FIG. 6 shows an exemplary flowchart of step 340 for clustering a sample data set into a plurality of clusters according to an embodiment of the present invention. Clustering using a community discovery algorithm is an iterative clustering method, and each grid can be initially divided into clusters (i.e., communities). With the iteration, the size of the cluster may be increased until the convergence condition is finally satisfied, and the cluster is not increased, and each cluster obtained at this time is the result of the whole cluster.
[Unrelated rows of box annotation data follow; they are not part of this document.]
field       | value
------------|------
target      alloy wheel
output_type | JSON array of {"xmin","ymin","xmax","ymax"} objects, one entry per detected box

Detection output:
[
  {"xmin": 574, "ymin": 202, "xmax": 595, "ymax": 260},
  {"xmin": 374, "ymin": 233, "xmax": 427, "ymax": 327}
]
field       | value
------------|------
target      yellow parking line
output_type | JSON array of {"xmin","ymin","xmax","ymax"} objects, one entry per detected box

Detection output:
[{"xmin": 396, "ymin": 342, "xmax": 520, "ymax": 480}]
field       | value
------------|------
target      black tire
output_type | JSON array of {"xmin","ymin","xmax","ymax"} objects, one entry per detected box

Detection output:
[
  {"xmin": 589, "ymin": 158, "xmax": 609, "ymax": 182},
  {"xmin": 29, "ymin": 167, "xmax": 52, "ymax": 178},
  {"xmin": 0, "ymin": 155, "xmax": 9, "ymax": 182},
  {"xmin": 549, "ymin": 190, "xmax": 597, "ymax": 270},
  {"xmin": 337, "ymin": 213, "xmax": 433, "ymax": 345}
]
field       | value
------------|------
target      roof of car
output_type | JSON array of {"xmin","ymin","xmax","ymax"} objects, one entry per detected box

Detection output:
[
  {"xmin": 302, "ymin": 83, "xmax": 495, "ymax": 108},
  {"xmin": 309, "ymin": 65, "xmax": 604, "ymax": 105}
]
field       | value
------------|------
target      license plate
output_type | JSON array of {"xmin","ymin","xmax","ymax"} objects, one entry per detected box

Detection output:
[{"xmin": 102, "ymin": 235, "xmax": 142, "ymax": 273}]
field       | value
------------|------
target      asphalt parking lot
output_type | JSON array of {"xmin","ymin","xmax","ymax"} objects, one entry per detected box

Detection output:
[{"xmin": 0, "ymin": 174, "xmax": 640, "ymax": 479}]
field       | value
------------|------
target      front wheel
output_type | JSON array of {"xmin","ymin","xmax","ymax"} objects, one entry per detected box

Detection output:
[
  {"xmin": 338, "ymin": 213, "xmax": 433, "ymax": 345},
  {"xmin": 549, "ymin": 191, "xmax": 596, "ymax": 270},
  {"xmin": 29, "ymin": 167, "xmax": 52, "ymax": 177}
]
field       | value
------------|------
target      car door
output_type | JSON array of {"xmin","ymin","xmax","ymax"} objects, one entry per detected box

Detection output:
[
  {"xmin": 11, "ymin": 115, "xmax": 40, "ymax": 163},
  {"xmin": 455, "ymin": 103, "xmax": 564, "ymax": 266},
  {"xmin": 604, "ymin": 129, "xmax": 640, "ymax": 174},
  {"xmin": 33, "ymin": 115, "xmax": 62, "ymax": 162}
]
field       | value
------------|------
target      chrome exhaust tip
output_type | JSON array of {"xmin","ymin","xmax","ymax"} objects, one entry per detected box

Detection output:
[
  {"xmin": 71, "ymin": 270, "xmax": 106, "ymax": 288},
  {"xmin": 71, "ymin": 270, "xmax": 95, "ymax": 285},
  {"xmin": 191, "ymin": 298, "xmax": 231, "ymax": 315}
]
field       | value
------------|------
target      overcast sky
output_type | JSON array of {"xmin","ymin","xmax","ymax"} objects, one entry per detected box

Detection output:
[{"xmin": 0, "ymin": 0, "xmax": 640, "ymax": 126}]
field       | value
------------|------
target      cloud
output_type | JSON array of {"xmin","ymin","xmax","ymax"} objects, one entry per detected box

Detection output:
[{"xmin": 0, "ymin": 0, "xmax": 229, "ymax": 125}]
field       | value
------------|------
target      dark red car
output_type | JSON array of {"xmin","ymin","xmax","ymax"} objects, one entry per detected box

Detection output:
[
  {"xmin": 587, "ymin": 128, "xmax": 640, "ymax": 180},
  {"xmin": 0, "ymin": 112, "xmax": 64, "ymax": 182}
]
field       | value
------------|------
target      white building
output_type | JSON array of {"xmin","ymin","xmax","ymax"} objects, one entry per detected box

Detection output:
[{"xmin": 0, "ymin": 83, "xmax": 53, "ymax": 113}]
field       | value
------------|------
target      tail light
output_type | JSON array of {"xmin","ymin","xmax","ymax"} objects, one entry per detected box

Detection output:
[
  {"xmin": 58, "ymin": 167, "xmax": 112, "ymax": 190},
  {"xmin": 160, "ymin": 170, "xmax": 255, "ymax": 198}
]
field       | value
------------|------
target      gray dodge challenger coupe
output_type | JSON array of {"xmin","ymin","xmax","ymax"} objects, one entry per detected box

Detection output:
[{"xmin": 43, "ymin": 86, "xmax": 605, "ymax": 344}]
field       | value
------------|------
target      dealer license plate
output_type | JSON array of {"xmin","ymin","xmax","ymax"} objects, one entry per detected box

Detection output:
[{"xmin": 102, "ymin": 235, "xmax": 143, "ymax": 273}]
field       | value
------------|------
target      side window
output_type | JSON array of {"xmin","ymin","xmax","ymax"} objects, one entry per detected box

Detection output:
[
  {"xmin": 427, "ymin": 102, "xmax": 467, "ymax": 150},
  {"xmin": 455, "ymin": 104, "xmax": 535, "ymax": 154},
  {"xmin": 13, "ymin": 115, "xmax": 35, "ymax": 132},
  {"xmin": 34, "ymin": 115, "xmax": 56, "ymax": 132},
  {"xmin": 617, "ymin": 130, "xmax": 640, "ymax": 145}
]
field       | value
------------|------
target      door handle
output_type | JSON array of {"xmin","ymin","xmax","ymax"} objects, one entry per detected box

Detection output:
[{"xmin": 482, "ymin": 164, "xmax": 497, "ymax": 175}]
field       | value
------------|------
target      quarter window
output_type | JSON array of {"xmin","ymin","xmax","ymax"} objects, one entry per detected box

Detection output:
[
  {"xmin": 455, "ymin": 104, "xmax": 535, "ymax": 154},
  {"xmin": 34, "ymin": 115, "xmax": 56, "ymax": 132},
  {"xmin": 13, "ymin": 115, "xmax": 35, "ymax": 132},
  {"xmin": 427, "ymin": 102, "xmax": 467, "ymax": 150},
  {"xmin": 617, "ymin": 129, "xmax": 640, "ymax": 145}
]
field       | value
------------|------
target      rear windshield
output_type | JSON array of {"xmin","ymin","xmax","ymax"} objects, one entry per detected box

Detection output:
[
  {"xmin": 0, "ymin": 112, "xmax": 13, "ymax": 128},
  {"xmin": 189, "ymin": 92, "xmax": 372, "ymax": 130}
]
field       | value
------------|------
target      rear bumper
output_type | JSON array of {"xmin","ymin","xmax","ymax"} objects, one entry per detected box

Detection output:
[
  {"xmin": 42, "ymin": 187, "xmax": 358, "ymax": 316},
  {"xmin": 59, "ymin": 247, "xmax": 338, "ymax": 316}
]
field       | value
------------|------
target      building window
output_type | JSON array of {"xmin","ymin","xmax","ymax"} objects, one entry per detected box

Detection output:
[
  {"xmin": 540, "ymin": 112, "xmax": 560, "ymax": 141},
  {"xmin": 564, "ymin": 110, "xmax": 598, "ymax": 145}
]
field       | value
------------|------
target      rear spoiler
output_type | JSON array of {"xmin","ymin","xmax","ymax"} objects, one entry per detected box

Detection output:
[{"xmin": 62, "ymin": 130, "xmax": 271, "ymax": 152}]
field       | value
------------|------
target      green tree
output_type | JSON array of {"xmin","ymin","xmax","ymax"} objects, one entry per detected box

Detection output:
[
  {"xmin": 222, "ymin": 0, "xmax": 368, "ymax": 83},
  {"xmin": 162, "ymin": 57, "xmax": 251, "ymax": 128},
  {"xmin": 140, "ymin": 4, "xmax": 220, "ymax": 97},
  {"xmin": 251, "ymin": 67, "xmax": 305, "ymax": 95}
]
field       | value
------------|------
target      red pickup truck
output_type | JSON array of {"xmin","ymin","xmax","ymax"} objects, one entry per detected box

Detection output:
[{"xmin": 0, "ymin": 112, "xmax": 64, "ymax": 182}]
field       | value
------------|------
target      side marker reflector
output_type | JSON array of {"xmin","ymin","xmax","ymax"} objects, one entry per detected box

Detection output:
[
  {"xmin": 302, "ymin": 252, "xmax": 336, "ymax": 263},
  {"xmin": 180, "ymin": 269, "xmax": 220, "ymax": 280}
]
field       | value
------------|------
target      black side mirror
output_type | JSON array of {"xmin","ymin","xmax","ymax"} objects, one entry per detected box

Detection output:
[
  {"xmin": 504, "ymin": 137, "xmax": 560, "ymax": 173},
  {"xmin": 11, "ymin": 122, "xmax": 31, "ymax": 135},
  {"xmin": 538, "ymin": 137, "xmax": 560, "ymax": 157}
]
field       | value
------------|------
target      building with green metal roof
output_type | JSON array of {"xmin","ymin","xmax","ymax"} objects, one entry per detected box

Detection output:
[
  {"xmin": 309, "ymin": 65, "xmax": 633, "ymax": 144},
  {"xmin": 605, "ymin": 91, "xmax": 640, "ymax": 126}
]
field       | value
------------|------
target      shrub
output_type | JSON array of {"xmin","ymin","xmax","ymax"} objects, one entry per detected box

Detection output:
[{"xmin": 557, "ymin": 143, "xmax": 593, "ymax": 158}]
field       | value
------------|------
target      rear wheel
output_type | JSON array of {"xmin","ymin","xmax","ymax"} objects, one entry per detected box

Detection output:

As shown in fig. 6, step 340 may include sub-step 341 in which apparatus 100 calculates a first modularity of the primary cluster. Here, the primary cluster may include at least one grid among the plurality of grids obtained in step 310. At the first iteration (initialization), each grid is divided into a cluster, so that the primary cluster contains only one grid, whereas in subsequent iterations a cluster may contain more than one grid.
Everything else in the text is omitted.